Additionally, some insurance companies are fond of declining claims which they feel do not fall under their docket. This is because there are limits to the services that are paid for by insurance company but this practice is not exercised by all insurance agencies. If the claim is declined the hospital is notified immediately and the hospital is requested to countercheck the claim and resubmits the claim (Burgos, Donya, & Keogh, 2006).
Claim Payment
After the claim has been verified, the insurance company proceeds with the payment which is done by writing a cheque that is then sent to the hospital. Alternatively, the insurance company may transfer money through bank wire directly into the hospital’s bank account.
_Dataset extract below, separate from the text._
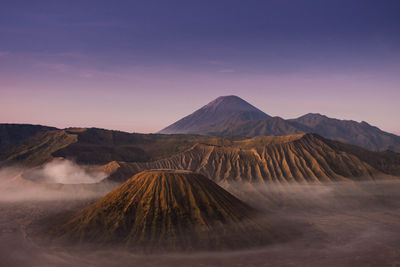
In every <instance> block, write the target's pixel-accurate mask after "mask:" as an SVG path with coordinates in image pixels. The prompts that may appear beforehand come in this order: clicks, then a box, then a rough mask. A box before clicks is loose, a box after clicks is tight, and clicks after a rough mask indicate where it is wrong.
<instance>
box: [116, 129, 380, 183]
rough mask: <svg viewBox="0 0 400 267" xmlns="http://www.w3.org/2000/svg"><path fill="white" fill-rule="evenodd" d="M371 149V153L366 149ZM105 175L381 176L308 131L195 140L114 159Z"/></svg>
mask: <svg viewBox="0 0 400 267" xmlns="http://www.w3.org/2000/svg"><path fill="white" fill-rule="evenodd" d="M369 153H373V152H369ZM119 165H120V167H119V168H117V169H116V170H115V171H114V173H113V174H112V175H111V176H110V177H109V179H111V180H115V181H118V180H119V181H123V180H125V179H126V177H129V175H131V174H132V173H136V172H139V171H141V170H145V169H153V168H168V169H184V170H191V171H195V172H198V173H202V174H204V175H206V176H208V177H210V178H212V179H213V180H214V181H216V182H228V183H231V182H269V181H273V182H283V183H286V182H324V181H344V180H371V179H377V178H379V177H383V176H385V174H383V173H382V172H381V171H378V170H377V169H376V168H374V167H372V166H371V165H370V164H368V163H366V162H364V161H362V160H360V159H359V158H358V157H357V156H355V155H353V154H352V153H351V152H350V151H347V152H346V151H343V150H339V149H335V148H334V147H331V146H330V145H328V144H327V140H325V139H324V138H322V137H320V136H317V135H314V134H300V135H292V136H283V137H258V138H253V139H248V140H243V141H236V142H235V145H233V146H229V147H222V146H213V145H204V144H198V145H196V146H194V147H192V148H191V149H189V150H187V151H186V152H184V153H180V154H178V155H175V156H173V157H170V158H168V159H164V160H158V161H155V162H149V163H119Z"/></svg>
Kutz (2009) argues that medical billing can be done by the hospital staff including the doctor or an outsourced company which is designated for that purpose but of late outsourced billing companies are doing a commendable job, unlike the doctors who make multiple mistakes because they are handling two tasks at the same time. Some practitioners are known to include services that have not been rendered to their patients in the charge sheets. This could be a mistake or a deliberate way of obtaining extra money from the insurance company.
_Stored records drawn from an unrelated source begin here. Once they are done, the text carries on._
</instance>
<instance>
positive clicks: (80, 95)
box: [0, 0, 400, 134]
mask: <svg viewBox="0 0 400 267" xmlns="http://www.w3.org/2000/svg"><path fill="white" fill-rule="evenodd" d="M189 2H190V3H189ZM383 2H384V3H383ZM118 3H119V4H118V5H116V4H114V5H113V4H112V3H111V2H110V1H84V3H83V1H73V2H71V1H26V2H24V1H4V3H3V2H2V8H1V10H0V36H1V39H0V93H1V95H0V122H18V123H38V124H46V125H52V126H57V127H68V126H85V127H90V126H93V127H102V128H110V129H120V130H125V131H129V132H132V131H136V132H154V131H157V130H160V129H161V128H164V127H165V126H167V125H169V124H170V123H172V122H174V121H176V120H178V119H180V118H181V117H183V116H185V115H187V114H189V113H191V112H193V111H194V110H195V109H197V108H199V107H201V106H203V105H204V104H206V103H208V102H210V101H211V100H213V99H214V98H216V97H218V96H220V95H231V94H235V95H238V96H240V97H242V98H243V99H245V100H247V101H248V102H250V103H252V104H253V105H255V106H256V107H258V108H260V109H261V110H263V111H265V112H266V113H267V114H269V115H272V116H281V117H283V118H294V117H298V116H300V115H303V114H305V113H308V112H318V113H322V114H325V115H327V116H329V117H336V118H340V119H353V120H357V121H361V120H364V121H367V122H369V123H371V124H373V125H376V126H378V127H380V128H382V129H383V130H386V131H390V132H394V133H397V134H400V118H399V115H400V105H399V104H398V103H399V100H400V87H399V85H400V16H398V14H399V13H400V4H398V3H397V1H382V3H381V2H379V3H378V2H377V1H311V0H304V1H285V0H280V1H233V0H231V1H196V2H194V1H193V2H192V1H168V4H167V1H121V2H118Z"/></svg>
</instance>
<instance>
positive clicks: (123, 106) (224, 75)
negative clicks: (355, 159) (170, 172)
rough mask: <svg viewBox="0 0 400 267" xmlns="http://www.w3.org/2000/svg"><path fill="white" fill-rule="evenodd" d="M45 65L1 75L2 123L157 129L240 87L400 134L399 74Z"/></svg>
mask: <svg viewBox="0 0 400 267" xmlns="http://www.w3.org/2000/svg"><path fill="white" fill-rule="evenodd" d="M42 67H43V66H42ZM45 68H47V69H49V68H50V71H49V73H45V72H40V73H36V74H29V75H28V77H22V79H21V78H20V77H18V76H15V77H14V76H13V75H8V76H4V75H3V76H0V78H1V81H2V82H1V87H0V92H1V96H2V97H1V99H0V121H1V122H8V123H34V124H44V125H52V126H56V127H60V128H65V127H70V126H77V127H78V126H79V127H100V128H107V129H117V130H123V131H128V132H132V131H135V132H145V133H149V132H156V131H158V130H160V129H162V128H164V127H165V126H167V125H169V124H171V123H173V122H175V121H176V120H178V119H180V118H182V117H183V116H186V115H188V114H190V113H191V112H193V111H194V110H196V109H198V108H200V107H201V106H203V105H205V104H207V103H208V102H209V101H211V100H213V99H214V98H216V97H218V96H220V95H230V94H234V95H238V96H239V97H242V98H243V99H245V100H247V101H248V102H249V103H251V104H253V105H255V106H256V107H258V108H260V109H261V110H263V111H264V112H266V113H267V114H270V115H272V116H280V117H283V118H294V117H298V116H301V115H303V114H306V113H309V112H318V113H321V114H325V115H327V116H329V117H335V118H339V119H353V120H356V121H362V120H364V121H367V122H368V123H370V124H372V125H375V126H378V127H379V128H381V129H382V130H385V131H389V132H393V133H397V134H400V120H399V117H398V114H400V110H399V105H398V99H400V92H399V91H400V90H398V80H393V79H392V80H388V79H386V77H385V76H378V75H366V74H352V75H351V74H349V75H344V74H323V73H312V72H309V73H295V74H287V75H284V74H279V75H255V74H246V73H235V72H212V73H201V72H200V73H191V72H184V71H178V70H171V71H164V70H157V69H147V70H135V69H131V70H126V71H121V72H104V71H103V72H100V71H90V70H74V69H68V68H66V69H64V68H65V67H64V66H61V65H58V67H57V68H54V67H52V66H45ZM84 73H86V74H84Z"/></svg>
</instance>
A patient should do the following to ensure that he/she is being charged accordingly:
Demand for the latest statement from the billing party and check all the services listed in the charge sheets and their corresponding dates. Focus on major services such as scans and x-rays and write down all the services that he/she feels were wrongly entered on the charge sheet. Write a letter to the hospital or the billing company and make follow-up calls to find out if they have rectified the mistake.
If a patient receives a call from the collection representative informing the patient that he/she has medical expenses that have not been paid out, the collection agency should be asked to send documents that indicate the patient’s status and then call the insurance company and inform them about the matter. A patient should confirm that the services implied from the statement were rendered and if they are valid, he/she should consult his/her banking advisor because they might offer appropriate counsel towards settling the debt.
Conclusion
The above-mentioned scenario occurs when a patient has been seeking medical attention from different hospitals and also when the expenses are paid by different parties. This results in conflicts because when one insurance company pays a given amount, it may not be reflected in the records and the most obvious cause is human error. Whatever the cause of such claims, the patient should be cautious and should be aware of his/her rights because most patients don’t know their rights thus when they have extra charges they don’t bother to verify them (Burgos, et al., 2006).
References
Burgos, M., Donya, J., & Keogh, J. (2006) Medical Billing and Coding Demystified. New York, NY: McGraw-Hill Inc.
Kutz D.G. (2009).Medicare: Covert Testing Exposes Weaknesses In The Durable Medical Equipment. Darby, PA: Diane Publishing Company.
Walker L.D., Larch, S.M., Woodcock, E.W. (2004). The Physician Billing Process: Avoiding the Potholes in the Road to getting paid. Englewood, CO: Medical Group Management Association.